Clause 43 stands in the Bill with Clause 44; one follows the other under the heading “Unfettered access”. They are linked together. Noble Lords need look no further than Clause 43(3), which provides, first, for compliance with Article 6(1) of the protocol, but, secondly, expressly provides that it does not authorise any function to be exercised
“in relation to any international obligation or arrangement if” it
“has ceased to have effect by virtue of regulations made under this Act”— that is, Clauses 44 and 45, or by virtue of Clause 47. It does not take very much to realise that the pernicious, lamentable provisions in Clauses 44, 45 and 47 have direct application and relevance to Clause 43. Your Lordships all know that it has been admitted that each of them breaks international law. I suggest that this demonstrates the nature of the link.
Clause 46 provides a limitation to the notification provisions of Article 10 of the protocol. It is part of the unacceptable process envisaged in Part 5. It would in any event be an extraordinary provision to leave it standing on its own, as a single clause integral to Part 5, if, as I hope, the remaining clauses of Part 5 are omitted.
If and when it is advanced on behalf of the Minister, or by him, that Clauses 42 and 43 are not offensive and do not fall within the Government’s concessions, I invite your Lordships to reflect that those clauses, with Clause 46, are the foundation for and integral to the whole of Part 5. These are not guardian angels, pure and unsullied, which just happen to be in the wrong place at the wrong time and, by accident, get caught up with bad company. They are there for the same reason as the admittedly offending clauses in Part 5.
I shall not, as I said at the beginning, repeat the arguments I put to your Lordships’ House just three weeks ago, but I ought perhaps to remind us of just one of the obnoxious features of Clause 44: Clause 44(5). It is worth listening to it to remind ourselves. It is a regulation-based provision, the regulations of which may include
“provision for rights, powers, liabilities, obligations, restrictions, remedies and procedures that would otherwise apply, as a result of relevant international or domestic law, not to be recognised, available, enforced, allowed or followed.”
I add just this, and highlight to your Lordships that Clauses 44 and 45 are entirely regulation-based.

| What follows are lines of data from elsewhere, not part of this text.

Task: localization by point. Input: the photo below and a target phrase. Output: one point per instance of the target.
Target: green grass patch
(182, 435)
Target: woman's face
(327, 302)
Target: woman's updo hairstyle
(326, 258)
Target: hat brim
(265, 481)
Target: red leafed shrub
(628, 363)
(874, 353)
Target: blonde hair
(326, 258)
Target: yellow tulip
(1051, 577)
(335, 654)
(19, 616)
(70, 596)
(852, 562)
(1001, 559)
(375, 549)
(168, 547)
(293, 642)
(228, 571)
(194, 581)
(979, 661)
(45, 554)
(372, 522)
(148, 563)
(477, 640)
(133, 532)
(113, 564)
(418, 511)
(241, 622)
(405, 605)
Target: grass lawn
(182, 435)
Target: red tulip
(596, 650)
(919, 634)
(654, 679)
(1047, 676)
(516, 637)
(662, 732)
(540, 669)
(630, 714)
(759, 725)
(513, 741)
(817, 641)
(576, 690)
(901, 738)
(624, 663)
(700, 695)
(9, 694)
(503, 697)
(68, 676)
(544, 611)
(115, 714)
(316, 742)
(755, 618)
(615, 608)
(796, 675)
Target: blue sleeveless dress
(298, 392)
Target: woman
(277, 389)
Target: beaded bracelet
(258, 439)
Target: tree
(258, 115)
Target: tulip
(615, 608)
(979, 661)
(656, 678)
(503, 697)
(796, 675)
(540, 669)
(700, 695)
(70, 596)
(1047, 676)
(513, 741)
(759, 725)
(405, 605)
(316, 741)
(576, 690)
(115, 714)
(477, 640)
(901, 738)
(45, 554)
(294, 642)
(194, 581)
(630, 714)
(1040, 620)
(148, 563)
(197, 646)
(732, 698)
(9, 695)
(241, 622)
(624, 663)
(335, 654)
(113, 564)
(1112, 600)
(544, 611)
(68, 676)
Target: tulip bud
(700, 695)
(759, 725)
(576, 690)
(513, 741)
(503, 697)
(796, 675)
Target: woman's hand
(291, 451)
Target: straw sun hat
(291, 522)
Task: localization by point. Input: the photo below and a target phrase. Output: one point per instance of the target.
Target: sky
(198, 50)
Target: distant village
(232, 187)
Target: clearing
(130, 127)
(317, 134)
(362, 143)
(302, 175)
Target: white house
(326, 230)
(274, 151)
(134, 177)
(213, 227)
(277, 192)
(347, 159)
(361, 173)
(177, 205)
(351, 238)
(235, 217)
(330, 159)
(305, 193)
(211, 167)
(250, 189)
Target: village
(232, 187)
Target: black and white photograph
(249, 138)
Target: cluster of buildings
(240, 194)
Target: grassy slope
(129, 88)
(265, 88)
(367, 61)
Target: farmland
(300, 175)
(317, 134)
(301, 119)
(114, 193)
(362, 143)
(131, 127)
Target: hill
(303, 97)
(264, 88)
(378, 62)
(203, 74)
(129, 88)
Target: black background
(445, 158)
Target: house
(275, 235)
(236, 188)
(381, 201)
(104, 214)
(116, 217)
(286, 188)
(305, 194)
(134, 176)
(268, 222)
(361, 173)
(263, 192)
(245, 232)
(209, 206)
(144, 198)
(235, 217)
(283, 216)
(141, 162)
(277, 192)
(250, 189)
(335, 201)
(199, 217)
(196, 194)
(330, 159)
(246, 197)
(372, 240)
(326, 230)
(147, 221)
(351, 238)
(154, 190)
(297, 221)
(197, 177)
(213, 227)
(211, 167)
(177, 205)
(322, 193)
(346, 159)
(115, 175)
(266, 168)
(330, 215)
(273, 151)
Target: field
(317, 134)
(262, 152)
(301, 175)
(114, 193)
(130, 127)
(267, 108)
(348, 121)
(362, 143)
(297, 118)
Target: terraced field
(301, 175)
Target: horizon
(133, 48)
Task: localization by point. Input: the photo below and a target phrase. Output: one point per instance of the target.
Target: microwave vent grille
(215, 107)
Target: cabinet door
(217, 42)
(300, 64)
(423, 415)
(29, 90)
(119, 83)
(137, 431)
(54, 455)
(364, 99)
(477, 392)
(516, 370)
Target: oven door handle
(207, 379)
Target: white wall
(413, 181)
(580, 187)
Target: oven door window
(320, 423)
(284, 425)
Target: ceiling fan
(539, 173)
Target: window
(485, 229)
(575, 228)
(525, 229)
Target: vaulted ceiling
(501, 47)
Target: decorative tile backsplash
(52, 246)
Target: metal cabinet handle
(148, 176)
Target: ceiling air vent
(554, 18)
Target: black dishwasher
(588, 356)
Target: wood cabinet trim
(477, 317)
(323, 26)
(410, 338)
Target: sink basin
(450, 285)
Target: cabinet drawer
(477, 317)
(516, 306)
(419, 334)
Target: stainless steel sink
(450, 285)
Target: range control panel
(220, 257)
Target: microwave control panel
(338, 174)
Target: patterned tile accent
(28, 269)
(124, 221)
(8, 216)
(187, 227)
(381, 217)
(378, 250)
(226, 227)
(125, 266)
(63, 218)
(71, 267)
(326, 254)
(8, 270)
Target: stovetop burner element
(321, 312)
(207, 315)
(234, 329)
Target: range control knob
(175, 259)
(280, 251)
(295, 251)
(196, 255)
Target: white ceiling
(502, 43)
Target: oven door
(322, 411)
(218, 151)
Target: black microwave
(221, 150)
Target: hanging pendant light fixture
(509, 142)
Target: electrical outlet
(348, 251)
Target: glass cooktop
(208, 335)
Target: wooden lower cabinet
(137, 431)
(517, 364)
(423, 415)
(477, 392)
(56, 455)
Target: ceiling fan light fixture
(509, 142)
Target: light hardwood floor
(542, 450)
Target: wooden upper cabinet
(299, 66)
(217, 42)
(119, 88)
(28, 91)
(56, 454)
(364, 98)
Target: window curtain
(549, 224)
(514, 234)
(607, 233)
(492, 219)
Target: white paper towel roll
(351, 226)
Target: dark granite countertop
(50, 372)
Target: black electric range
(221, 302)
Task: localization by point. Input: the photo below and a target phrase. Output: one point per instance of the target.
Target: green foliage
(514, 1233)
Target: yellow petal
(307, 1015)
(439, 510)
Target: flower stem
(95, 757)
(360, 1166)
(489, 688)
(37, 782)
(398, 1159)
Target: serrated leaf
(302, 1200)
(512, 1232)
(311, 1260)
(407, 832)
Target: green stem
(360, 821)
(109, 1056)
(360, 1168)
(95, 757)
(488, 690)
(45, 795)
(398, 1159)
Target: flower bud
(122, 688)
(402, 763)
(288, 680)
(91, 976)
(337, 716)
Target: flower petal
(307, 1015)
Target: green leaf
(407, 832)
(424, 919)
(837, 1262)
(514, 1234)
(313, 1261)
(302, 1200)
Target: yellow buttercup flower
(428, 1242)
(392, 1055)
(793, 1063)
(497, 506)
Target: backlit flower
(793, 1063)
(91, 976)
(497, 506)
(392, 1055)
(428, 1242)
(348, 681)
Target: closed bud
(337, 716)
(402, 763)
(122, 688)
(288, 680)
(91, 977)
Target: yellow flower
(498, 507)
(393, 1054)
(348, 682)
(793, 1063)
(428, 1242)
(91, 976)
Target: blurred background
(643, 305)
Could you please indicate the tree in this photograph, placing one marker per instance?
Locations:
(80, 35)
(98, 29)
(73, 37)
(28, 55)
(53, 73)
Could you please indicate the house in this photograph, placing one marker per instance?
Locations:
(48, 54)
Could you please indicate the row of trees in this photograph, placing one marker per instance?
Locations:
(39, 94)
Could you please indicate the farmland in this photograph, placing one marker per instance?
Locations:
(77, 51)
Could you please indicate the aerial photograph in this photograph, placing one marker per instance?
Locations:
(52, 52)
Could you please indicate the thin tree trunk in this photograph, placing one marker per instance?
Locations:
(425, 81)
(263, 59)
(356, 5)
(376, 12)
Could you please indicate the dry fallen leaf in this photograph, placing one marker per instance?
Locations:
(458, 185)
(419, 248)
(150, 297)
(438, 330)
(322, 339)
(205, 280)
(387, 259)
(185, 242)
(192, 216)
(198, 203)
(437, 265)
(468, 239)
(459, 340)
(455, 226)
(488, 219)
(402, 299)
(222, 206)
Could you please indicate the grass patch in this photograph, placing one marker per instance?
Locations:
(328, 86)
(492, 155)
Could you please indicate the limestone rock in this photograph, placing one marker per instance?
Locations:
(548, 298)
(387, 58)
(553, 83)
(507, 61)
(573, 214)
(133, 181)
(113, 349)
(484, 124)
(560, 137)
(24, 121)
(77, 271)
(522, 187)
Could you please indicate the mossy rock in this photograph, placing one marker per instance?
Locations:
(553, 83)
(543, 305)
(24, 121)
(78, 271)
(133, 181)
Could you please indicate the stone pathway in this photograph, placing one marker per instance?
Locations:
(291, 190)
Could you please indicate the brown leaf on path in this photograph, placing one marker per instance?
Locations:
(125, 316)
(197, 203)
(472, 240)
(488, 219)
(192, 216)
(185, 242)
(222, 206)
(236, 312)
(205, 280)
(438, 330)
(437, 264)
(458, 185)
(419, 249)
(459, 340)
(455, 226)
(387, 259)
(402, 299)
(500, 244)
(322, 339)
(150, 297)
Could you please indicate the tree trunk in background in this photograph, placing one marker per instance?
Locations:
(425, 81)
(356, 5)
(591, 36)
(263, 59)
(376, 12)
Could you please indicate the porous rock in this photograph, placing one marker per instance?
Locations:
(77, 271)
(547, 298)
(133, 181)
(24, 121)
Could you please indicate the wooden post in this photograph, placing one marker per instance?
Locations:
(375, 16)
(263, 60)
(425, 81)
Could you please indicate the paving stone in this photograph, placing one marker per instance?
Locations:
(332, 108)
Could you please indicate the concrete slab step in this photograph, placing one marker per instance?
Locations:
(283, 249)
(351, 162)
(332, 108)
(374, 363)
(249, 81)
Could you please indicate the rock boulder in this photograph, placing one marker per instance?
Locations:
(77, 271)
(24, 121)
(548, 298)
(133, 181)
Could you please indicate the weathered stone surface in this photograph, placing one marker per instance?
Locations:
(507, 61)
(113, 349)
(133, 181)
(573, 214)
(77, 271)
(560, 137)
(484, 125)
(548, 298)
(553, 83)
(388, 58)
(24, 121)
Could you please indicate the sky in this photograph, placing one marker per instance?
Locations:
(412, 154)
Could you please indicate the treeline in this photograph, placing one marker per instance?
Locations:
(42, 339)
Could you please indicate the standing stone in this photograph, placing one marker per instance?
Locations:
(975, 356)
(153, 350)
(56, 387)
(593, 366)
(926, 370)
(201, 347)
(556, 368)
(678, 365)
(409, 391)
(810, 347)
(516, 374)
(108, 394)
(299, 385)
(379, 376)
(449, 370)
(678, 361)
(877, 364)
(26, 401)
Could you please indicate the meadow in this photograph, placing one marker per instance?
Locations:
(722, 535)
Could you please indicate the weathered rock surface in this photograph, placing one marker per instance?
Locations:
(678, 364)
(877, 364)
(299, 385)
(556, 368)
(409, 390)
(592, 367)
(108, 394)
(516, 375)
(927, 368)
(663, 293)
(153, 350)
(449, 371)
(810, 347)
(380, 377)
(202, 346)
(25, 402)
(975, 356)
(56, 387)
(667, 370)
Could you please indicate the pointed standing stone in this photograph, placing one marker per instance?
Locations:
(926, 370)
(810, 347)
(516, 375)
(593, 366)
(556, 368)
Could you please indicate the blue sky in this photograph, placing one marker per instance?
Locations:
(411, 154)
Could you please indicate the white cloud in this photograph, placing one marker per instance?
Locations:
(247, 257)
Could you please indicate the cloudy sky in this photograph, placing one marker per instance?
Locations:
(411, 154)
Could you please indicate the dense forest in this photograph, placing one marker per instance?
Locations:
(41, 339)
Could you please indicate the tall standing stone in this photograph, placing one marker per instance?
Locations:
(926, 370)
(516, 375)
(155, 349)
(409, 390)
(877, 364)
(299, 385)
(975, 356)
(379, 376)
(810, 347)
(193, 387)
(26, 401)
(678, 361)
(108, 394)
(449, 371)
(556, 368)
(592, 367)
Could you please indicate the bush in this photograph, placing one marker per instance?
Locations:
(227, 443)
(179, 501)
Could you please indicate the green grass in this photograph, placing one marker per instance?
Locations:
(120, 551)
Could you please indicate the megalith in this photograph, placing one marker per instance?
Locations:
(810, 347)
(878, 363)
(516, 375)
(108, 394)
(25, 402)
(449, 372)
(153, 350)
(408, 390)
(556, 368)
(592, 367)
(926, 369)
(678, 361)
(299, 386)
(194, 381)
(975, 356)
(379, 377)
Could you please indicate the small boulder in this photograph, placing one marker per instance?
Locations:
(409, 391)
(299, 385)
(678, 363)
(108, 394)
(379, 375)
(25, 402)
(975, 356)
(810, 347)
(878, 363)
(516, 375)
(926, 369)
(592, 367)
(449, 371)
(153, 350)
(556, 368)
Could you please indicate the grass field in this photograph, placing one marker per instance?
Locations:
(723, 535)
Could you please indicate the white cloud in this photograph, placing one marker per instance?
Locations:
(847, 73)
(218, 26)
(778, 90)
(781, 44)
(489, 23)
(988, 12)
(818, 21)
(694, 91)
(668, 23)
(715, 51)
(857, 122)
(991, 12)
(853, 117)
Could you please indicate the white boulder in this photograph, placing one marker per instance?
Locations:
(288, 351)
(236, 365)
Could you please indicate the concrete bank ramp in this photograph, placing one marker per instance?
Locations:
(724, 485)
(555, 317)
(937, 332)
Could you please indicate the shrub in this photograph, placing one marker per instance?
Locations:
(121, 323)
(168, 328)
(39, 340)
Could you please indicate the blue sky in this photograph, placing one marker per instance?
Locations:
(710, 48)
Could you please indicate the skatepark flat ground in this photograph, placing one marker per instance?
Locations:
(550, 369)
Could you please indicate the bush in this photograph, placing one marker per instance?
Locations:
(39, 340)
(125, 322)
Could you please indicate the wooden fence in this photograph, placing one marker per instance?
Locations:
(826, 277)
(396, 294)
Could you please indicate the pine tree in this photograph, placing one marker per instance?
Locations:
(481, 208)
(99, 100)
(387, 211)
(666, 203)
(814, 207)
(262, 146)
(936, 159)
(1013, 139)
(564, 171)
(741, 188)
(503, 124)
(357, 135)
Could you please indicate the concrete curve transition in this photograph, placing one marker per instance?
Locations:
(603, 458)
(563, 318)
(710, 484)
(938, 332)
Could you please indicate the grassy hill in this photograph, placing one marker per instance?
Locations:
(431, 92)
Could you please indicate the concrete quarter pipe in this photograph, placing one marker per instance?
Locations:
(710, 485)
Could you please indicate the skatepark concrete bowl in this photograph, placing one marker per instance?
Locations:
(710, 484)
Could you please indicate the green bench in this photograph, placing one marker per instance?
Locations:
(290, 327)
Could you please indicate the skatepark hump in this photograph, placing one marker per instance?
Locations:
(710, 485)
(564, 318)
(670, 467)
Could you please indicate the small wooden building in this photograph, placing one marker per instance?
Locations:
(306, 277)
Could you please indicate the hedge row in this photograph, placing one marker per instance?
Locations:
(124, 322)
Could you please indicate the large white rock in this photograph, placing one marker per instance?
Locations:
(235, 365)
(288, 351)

The effect is to enable Ministers, by regulation, to breach international or domestic law. Can we just pause? We are being asked by the Executive to give a Minister authority to break international law, to subvert the rule of law, to damage our international reputation and to do so by secondary legislation, I regret to say, for the reasons your Lordships have now listened to me patiently expound for some time, with minimal, merely theoretical supervision by Parliament and, moreover, although simply through secondary legislation, effectively removed as far as possible from any examination into their lawfulness by the independent courts.
When will we check the pernicious, subliminal process of allowing the sovereignty of Parliament to be refashioned into the sovereignty of the Executive? In this part, the Executive seek powers that Parliament should never have been asked to give. But as we have been asked to give them, we must not be complicit or supine. The only way available to us to indicate that we are neither complicit nor supine is for us to say “Not content” to each clause in this part of the Bill.